WASATCH FRONT – The cleanup continues all across the state after yesterday’s storm dumped a massive amount of snow over Utah’s roads.  How are local and state governments looking when it comes to their snow removal budgets, especially since more storms are on the horizon?

Officials with UDOT say many people might believe that their job to clear the roads finishes right after the snow falls.  However, Spokesman John Gleason says their crews stay very busy for a while after the storm passes.

“We’re going to be cleaning up the snow on the shoulders and the concrete barriers for the next day, or two,” he says.

Gleason says it costs UDOT roughly a million dollars, per storm, to clear all of the freeways and state roads across Utah.  They set aside $24.4 million for snow removal this season and they’ve spent $15.8, not including yesterday’s storm.  In all, Gleason estimates they’ve spent just under $17 million.

“That’s about the average that we have over the last four to five years, but, it’s quite a bit less than we [spent] last year,” he says.

Salt Lake County Public Works is sitting very pretty, for now, when it comes to their snow removal budgets.  However, Director Kevyn Smeltzer says that’s mainly because their budget was just renewed a month ago.  He says it’s going to be a harder job to estimate what they’ll need for November and December.

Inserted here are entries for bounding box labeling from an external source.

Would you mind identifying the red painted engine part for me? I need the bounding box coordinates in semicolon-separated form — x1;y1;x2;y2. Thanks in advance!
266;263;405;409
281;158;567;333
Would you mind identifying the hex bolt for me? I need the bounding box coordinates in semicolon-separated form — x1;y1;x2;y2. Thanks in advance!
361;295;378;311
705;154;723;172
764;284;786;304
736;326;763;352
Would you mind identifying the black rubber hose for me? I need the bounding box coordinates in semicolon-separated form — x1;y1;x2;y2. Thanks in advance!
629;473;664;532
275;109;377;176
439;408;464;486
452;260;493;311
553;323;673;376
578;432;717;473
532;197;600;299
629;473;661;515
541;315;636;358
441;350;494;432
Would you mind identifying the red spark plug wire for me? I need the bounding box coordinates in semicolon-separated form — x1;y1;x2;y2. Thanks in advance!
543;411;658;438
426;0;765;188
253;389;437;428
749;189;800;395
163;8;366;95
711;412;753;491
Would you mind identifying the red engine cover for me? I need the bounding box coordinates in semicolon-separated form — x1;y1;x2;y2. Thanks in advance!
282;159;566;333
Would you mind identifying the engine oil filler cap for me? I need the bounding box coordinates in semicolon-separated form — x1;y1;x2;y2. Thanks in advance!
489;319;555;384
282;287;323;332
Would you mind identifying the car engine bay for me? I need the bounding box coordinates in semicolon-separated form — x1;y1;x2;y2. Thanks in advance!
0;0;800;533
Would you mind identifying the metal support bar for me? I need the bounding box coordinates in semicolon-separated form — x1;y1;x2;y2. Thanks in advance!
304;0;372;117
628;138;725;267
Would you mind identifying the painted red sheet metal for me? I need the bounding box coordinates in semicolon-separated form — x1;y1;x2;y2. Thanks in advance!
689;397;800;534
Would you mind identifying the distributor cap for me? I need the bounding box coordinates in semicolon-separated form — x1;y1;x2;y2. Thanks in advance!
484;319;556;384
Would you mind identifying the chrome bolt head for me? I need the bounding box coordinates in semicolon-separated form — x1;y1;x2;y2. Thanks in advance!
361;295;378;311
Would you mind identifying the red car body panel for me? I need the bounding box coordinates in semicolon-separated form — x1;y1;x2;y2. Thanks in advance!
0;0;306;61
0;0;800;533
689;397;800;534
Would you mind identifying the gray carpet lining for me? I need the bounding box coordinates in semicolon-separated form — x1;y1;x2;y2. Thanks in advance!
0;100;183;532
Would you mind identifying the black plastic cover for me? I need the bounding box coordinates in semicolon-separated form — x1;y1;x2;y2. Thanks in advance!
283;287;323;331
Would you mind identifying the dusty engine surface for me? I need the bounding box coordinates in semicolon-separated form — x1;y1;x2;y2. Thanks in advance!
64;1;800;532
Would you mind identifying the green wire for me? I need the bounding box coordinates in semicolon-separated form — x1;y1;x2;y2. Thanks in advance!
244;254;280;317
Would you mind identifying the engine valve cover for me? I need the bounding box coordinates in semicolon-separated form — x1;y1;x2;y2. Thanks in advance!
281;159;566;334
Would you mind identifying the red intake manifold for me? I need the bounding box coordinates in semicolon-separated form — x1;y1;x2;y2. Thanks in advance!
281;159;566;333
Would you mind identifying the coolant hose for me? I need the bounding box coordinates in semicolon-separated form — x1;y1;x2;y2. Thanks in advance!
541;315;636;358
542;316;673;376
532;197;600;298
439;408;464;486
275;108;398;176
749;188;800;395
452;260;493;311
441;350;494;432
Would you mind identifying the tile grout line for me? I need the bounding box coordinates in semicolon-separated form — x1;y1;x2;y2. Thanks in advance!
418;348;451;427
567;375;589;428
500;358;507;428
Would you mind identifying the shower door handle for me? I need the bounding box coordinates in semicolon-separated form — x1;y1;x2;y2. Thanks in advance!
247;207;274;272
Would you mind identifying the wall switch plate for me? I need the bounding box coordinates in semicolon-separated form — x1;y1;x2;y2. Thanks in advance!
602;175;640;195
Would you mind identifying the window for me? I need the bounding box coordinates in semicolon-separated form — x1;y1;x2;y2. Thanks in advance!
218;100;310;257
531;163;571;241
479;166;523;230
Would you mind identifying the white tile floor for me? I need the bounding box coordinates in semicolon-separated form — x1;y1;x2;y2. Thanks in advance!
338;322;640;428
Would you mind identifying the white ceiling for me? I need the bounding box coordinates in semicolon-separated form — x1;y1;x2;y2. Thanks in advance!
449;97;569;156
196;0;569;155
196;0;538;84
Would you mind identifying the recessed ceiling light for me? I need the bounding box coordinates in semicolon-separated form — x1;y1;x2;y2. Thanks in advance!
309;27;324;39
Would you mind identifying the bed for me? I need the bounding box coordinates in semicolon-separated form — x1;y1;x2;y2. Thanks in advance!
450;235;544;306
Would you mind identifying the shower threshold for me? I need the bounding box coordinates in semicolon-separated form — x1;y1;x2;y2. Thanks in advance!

Smeltzer says, “If we have an under-expense somewhere else, we can ask if we can move that money around.”

Salt Lake County has roughly 700 miles of road they have to clear during any particular storm.  They provide all the snow removal for nine separate municipalities.  Smeltzer says there’s one easy way for residents to help them save money on these expenses… don’t park on the street.  He says drivers have an especially tricky time clearing out smaller roads when this happens.

“In a neighborhood street with a car on both sides, there is barely enough room for the truck to get through.  So, instead of cruising through the neighborhood at ten miles an hour, he’s crawling through there at a couple miles an hour.  It takes a lot longer to get things done,” he says.